La Salis era partita insieme ad altri manifestanti dei centri sociali per contrastare quella manifestazione. Ne era scaturito uno scontro a manganellate durante il quale due rappresentanti nazifascisti erano finiti in ospedale, sia pure con lievi ferite. Identificata e arrestata, Ilaria Salis ora rischia 24 anni di carcere, una pena davvero sproporzionata, oltre ogni logica. Ma quello che ha colpito l’opinione pubblica europea è il trattamento inumano con cui è stata gestita la sua immagine pubblica, durante le prime fasi del processo. È stata tradotta in tribunale con una catena, come si sarebbe fatto con un animale pericoloso e con i ceppi ai piedi. Immagini, che raccontano un trattamento umiliante, che va contro tutte le carte dei diritti civili e i principi dell’Unione europea.

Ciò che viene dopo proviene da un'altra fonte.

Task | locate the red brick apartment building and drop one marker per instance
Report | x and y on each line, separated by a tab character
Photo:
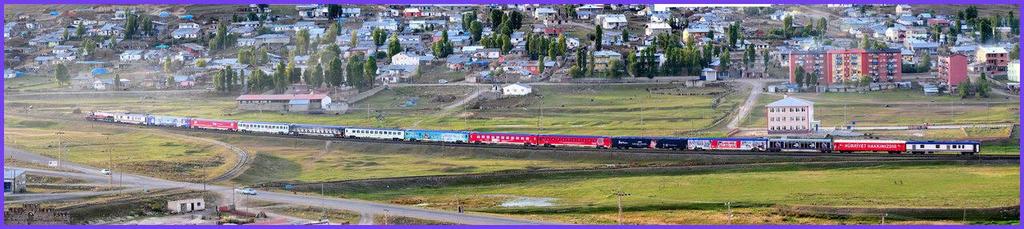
848	64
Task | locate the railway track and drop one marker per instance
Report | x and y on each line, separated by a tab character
580	149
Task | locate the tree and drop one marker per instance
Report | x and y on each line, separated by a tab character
983	87
370	70
799	77
865	81
393	46
475	31
61	75
301	41
964	89
379	36
925	64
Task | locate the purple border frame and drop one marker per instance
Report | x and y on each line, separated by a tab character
925	2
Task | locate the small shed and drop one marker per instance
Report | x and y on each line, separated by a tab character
185	205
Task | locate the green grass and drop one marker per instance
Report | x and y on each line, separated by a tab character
945	186
140	151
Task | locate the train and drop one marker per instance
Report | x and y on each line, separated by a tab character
825	145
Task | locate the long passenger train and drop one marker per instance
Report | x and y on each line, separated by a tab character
526	139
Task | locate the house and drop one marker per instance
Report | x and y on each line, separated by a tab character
406	58
516	90
791	116
185	33
654	29
603	58
285	102
992	60
131	55
611	21
709	74
185	205
545	13
14	181
695	33
952	69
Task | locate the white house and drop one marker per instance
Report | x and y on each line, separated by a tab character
185	205
404	58
131	55
516	90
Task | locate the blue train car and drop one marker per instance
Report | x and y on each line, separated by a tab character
754	144
443	136
632	142
671	143
167	121
317	130
964	147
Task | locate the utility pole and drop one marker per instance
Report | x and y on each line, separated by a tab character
619	195
728	205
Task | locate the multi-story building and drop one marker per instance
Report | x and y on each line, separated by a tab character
848	65
992	60
791	116
952	69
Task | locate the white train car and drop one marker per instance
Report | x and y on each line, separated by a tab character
387	134
136	119
964	147
269	128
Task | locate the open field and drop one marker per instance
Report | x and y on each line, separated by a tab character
139	151
893	107
305	161
600	109
588	197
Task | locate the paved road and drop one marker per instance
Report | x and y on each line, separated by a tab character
363	207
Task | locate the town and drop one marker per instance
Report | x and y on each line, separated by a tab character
792	77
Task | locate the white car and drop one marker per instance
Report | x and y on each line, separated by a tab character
248	191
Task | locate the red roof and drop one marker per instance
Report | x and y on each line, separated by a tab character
282	97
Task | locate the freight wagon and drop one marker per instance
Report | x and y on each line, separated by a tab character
136	119
268	128
442	136
574	141
632	142
964	147
214	125
316	130
755	144
800	144
891	146
388	134
167	121
503	138
102	117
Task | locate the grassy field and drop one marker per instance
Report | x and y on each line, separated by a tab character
139	151
908	186
305	161
893	107
604	110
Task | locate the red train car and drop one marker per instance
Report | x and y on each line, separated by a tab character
891	146
214	124
574	141
503	138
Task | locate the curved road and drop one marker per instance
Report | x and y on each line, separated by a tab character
363	207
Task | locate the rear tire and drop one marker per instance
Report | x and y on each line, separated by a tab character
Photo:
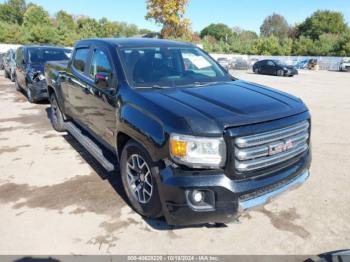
56	115
138	172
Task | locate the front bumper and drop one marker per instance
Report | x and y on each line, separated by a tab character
231	197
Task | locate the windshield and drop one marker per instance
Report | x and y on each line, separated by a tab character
42	55
170	67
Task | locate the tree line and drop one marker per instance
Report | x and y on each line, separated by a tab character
22	23
322	33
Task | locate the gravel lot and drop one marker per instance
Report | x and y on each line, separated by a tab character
55	199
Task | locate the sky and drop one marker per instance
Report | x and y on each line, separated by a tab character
247	14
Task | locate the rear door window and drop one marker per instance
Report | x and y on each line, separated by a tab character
100	64
80	59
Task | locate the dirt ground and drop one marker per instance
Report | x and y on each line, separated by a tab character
55	199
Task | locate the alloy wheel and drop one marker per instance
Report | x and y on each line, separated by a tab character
139	179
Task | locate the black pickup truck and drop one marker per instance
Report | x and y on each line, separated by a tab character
193	143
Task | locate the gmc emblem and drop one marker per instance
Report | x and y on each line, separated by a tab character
280	147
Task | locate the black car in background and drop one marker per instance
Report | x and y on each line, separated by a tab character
224	62
10	64
274	67
30	62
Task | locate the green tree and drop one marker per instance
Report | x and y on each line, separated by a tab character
12	11
170	14
303	46
36	15
10	33
88	27
63	19
65	29
343	46
275	25
218	31
326	45
42	34
267	46
322	22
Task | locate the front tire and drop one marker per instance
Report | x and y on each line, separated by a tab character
18	87
56	115
139	176
12	77
30	97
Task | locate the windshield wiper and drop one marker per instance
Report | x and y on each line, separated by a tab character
152	87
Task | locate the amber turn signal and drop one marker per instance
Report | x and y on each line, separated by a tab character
178	148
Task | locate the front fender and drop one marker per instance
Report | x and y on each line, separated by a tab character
144	128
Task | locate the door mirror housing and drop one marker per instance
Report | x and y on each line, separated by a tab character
102	80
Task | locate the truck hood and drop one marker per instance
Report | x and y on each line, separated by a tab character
211	109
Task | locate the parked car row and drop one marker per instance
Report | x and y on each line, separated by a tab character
191	142
25	66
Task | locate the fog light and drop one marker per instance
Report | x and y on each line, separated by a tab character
197	196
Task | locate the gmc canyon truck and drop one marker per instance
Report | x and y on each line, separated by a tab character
192	143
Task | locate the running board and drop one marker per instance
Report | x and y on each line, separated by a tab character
94	149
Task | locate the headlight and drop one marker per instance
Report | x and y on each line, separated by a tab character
198	152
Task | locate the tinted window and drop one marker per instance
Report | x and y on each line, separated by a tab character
42	55
80	59
100	64
170	67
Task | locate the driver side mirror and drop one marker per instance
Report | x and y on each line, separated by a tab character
102	80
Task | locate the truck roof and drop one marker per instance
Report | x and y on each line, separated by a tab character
136	42
44	46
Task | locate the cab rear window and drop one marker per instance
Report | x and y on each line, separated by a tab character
80	59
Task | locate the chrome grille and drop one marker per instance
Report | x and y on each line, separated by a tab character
266	149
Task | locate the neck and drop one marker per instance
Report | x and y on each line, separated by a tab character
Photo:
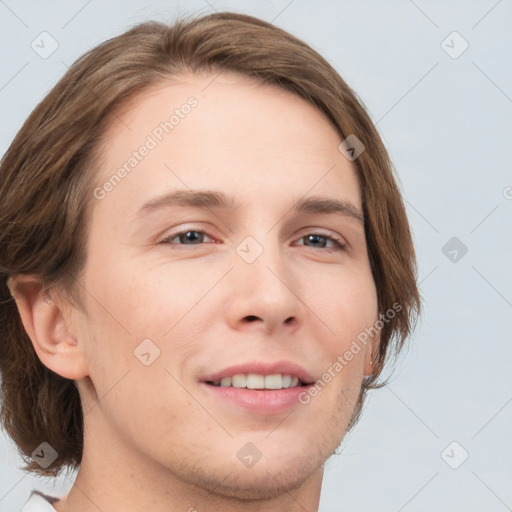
114	476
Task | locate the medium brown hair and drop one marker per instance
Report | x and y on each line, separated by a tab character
46	189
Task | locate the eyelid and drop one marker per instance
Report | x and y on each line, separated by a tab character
335	237
200	229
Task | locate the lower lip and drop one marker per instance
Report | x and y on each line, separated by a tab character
268	401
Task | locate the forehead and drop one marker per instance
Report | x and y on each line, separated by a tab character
222	132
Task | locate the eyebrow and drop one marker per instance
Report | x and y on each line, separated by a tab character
208	199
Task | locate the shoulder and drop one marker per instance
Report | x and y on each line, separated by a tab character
39	502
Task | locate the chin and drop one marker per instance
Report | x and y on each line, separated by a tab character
265	482
271	477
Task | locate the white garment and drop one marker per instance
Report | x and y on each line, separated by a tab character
37	503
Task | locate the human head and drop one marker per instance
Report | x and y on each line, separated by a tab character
48	178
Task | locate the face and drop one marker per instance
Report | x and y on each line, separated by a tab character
227	271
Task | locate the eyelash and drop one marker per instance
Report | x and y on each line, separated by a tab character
338	244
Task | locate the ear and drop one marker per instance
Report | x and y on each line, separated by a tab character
49	326
370	356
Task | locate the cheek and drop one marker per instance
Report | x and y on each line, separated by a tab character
346	302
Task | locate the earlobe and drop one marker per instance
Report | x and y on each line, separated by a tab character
370	357
48	323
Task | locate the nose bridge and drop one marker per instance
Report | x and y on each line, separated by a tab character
263	285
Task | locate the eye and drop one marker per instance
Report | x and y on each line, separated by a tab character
189	237
320	241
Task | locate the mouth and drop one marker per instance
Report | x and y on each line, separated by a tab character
259	388
259	381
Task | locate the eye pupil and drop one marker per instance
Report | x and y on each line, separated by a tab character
316	240
191	237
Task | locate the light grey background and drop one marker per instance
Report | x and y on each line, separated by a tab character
447	124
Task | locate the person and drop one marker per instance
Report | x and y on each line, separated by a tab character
205	265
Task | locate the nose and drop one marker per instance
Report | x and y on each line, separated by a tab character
264	295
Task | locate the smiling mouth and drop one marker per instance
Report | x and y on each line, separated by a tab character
259	382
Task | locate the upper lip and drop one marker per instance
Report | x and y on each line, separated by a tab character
262	368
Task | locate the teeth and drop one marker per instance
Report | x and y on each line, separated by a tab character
256	381
225	382
274	381
239	381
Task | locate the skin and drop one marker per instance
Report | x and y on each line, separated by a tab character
154	437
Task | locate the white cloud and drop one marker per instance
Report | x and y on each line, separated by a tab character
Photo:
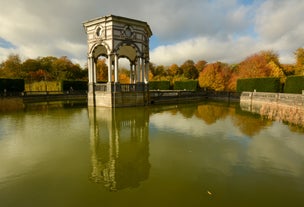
219	30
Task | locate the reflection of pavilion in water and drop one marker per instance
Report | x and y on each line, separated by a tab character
120	146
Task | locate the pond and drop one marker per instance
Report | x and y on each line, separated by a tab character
198	154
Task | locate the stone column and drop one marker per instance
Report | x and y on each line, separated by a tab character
109	68
94	71
138	68
143	68
131	73
147	71
116	68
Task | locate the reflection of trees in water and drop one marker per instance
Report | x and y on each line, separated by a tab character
120	147
289	114
211	112
293	116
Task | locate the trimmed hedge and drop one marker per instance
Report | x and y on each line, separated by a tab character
11	85
159	85
294	84
259	84
190	85
74	85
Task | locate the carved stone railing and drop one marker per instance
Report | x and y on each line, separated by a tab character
117	87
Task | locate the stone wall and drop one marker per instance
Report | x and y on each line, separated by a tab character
275	106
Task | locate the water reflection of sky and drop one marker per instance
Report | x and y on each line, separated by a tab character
274	149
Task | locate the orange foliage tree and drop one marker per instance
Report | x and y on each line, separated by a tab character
215	76
257	65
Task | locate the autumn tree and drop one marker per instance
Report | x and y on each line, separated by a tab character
200	65
189	69
173	70
215	76
299	53
11	68
256	65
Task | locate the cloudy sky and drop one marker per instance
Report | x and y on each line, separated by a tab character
211	30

Ma più ancora che vittima di se stessa, Ilaria Salis rischia ora di esserlo anche dell’ipocrisia della politica italiana. A cominciare dalla Destra la quale, con pilatesca indifferenza, ha giustificato ripetutamente la propria impotenza a intervenire, nascondendosi dietro al dito della sovranità giudiziaria per cui, se in Ungheria la legge è questa, loro non ci possono fare nulla. Ma cosa avrebbero fatto se, anziché in “collegio” dall’amico Orban, la signora Salis fosse stata prigioniera in un Paese comunista? Perché nessuno ha ricordato al signor Orban che se vuole avere i soldi dall’Europa, che anche gli italiani versano ogni anno, dovrebbe cominciare a rispettare le leggi che valgono per tutti i cittadini dell’Unione? Quando la Destra italiana dice che ogni Stato applica le proprie leggi, c’è o ci fa? A grattare sotto la scorza si scopre che l’ipocrisia più grossa è quella dei due pesi e due misure, quando si valuta se strillare, guardando prima se dall’altre parte c’è un avversario oppure un amico di merende.
Ma per una ipocrisia di Destra non ce n’è una minore di Sinistra. A parte la stupidità di proporre la signora Salis come candidata al Parlamento europeo (usare il manganello non è fare politica. È violenza. Punto e a capo), l’impressione è che ancora una volta si usi il caso di questa prigioniera per fare opposizione al governo. Che sarebbe come dire: di te, cara Salis, non ce ne importa un fico, ma ci torni utile per le nostre strategie elettorali. Se davvero la signora Schlein ha a cuore i destini dei carcerati cominci a battere un colpo sulle tante situazioni di disagio e sulla giustizia italiana che fa acqua da tutte le parti. Ne uscirebbe meglio lei e più credibili le sue battaglie.